(Describe the process of data cleaning here if you want) Our first step was to combine the data spanning different states into one dataset with what we thought was all of its useful features (Density, Urban Population, Rural Population, etc.) However, as we were testing out various machine learning algorithms such as Boosted Random Forest and XGBoost, we found that these models failed to accurately depict the trend of COVID. After giving it much thought, we realized that the characteristics of the city cannot be used as a feature for the model due to the lack of different datapoints. With how data reliant machine learning models, it is unrealistic for us to assume that it would derive meaningful insights from 4 separate data points.
Therefore, we have decided to build a separate machine learning model for each city. The only feature we will be using is the number of days from the first recorded day of March 14. Each city will have three machine learning models to predict the infections, recoveries, and deaths in a day.

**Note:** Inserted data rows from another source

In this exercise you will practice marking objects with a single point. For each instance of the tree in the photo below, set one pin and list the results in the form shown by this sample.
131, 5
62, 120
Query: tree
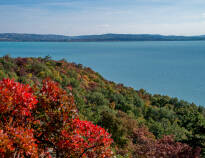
37, 122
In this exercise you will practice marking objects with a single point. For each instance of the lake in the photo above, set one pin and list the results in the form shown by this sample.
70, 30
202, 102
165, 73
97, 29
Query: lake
170, 68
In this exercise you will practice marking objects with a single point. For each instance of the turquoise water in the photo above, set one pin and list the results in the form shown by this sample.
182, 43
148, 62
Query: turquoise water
170, 68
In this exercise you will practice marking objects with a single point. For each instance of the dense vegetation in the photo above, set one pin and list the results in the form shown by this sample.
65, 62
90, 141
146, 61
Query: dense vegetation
141, 124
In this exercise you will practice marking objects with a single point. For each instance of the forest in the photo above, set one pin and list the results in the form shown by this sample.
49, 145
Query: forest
59, 109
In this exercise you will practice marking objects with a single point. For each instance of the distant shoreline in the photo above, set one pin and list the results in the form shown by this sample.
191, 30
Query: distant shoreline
15, 37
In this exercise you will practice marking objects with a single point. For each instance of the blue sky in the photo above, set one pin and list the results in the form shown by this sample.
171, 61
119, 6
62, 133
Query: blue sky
82, 17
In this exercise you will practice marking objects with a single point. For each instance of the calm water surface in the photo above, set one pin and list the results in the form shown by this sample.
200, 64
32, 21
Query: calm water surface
171, 68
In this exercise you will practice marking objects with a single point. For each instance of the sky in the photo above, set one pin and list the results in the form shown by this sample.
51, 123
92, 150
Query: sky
85, 17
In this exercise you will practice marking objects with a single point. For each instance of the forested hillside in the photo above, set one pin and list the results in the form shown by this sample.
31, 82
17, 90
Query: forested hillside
141, 124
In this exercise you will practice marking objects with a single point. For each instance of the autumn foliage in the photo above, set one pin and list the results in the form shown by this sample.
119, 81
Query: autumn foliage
40, 122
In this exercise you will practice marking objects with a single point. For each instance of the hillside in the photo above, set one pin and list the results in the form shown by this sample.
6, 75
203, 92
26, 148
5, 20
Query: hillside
140, 123
92, 38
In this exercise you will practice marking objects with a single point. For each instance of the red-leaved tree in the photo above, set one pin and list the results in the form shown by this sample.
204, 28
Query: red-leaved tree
40, 122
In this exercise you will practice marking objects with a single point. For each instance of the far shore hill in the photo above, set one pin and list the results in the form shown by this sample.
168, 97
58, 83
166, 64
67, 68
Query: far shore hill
17, 37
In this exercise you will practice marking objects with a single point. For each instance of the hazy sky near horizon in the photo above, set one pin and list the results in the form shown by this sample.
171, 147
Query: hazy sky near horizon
82, 17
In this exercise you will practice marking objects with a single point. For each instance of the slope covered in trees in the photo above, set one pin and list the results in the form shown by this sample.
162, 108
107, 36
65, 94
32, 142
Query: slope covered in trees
140, 124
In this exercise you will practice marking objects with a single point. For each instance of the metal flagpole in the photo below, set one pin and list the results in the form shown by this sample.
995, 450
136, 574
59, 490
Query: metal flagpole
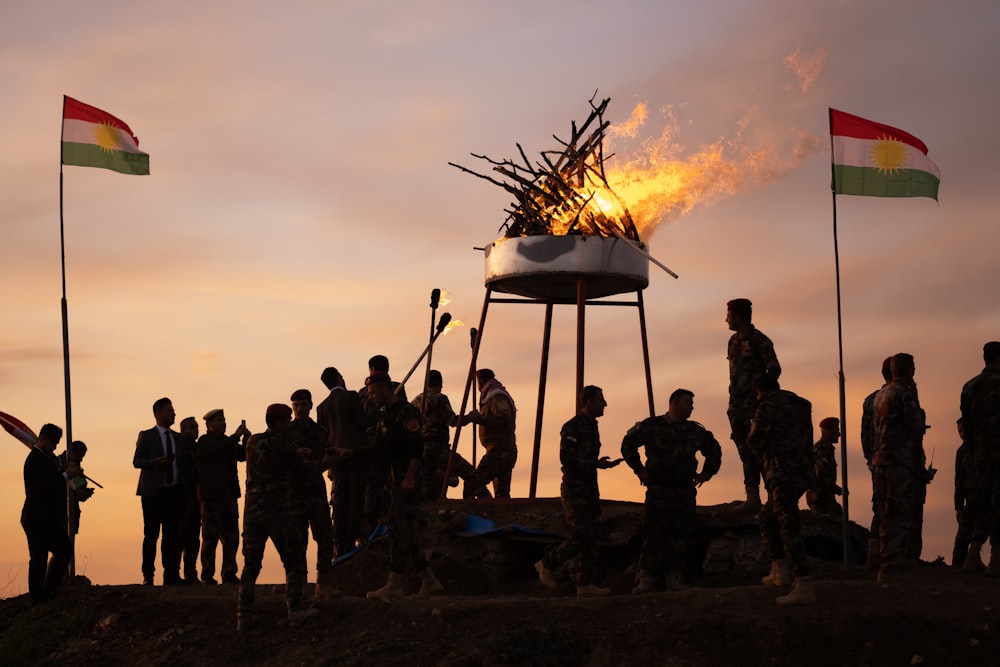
72, 508
840, 345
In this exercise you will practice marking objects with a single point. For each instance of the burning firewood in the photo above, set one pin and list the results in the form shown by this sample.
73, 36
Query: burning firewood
566, 191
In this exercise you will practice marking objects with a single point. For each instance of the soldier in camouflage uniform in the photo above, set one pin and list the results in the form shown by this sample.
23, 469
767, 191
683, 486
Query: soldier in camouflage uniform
868, 448
981, 423
306, 434
969, 509
781, 437
496, 418
400, 450
219, 492
579, 453
751, 356
276, 474
671, 478
190, 523
899, 431
822, 494
436, 415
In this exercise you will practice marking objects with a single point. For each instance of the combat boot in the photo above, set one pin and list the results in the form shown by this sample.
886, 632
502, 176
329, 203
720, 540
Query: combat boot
429, 584
974, 559
645, 584
546, 576
591, 591
297, 617
993, 570
675, 582
802, 593
781, 574
393, 589
752, 503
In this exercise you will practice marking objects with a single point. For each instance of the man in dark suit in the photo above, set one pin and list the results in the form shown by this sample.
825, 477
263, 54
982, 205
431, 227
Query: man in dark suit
161, 490
44, 516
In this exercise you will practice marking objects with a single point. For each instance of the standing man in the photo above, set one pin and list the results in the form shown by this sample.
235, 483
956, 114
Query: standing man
751, 356
496, 419
822, 494
781, 438
275, 478
190, 525
308, 436
868, 449
400, 448
219, 492
436, 415
981, 423
161, 490
671, 478
44, 517
580, 456
899, 430
343, 416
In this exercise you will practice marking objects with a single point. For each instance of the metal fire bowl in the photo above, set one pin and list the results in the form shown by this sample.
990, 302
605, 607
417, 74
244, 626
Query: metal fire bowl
549, 267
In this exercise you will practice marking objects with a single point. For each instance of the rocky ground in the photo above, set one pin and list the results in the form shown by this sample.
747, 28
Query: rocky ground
494, 611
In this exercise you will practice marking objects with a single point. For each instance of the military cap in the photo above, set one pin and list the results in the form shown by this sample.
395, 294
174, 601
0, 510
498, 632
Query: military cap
378, 377
301, 395
279, 410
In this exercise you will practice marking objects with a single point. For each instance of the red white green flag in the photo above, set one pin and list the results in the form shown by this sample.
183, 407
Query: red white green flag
877, 160
95, 138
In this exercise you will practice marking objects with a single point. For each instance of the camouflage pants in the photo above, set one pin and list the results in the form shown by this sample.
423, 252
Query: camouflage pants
497, 466
285, 530
824, 501
894, 488
404, 547
190, 537
780, 527
220, 522
668, 523
436, 455
348, 490
582, 514
739, 422
317, 513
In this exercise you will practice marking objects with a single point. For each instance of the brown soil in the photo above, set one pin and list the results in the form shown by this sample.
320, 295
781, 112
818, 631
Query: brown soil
494, 612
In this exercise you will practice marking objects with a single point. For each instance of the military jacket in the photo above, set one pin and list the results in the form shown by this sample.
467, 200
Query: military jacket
218, 478
579, 450
898, 425
435, 414
398, 437
781, 437
749, 358
981, 415
276, 473
670, 450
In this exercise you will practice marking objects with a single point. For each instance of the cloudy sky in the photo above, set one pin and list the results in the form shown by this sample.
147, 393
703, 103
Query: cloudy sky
301, 209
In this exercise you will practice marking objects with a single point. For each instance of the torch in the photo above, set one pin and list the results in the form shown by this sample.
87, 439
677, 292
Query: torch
441, 326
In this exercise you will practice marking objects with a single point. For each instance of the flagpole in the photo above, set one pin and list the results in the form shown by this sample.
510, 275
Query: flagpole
71, 507
840, 348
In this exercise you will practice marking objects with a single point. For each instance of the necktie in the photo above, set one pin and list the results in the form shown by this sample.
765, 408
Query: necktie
169, 450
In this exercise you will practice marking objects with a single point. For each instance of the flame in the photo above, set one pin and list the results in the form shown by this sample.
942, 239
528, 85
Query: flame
660, 181
451, 325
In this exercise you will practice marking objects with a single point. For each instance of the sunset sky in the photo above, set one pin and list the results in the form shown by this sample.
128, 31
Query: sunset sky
300, 209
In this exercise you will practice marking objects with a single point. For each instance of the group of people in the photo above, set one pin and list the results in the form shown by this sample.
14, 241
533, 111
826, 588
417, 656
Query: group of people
384, 454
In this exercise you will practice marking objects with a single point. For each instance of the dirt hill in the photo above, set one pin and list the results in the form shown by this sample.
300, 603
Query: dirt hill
494, 612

From here, we individually set out to find the best machine learning model that would fit well with our data.
Kenzie's experience:
The first thing I did was to test the simplest solution in the form of a linear regression model. This was obviously not sufficient in predicting the data but it did provide a good place to start off from and a root mean squared error (RMSE) to compare the other models to (78, 81, 3 : infections, recoveries, deaths). Afterwards, I explored the possibility of using a random forest regressor. Looking at the low RMSE value of the model (28, 34, 1 : infections, recoveries, deaths), it might have seemed to be a good model at first. However, after visualizing the data, it's easy to see that it overfit the data horribly and would be useless in predicting the infection/recovery/death counts for number of days outside the dataset.
Next, I moved on to fitting a polynomial curve onto the data. Although this seemed like a realistic thing to do and obtained RMSE values of 69, 78, and 2.6, I believed there are still better models especially since the visualization showed that fitting the data to a polynomial caused the predictions to unnescessarily fluctuate just to fit the data better.
Finally, I used a support vector machine where the visualization showed that this was the most realistic outcome. Although its RMSE values were slightly higher than fitting a polynomial (73, 84, 2.9), it is less likely to overfit and more likely to make accurate predictions on the future of the virus.
The next step is to implement the model. Since the dataset did not contain any trend of the virus decreasing, we can see that it is impossible for the machine learning model to be able to understand that the virus will eventually decrease in infectivity. Therefore, we will make the extreme assumption that everyone at one point will be infected with the coronavirus. By doing this, we can obtain a worse case estimator.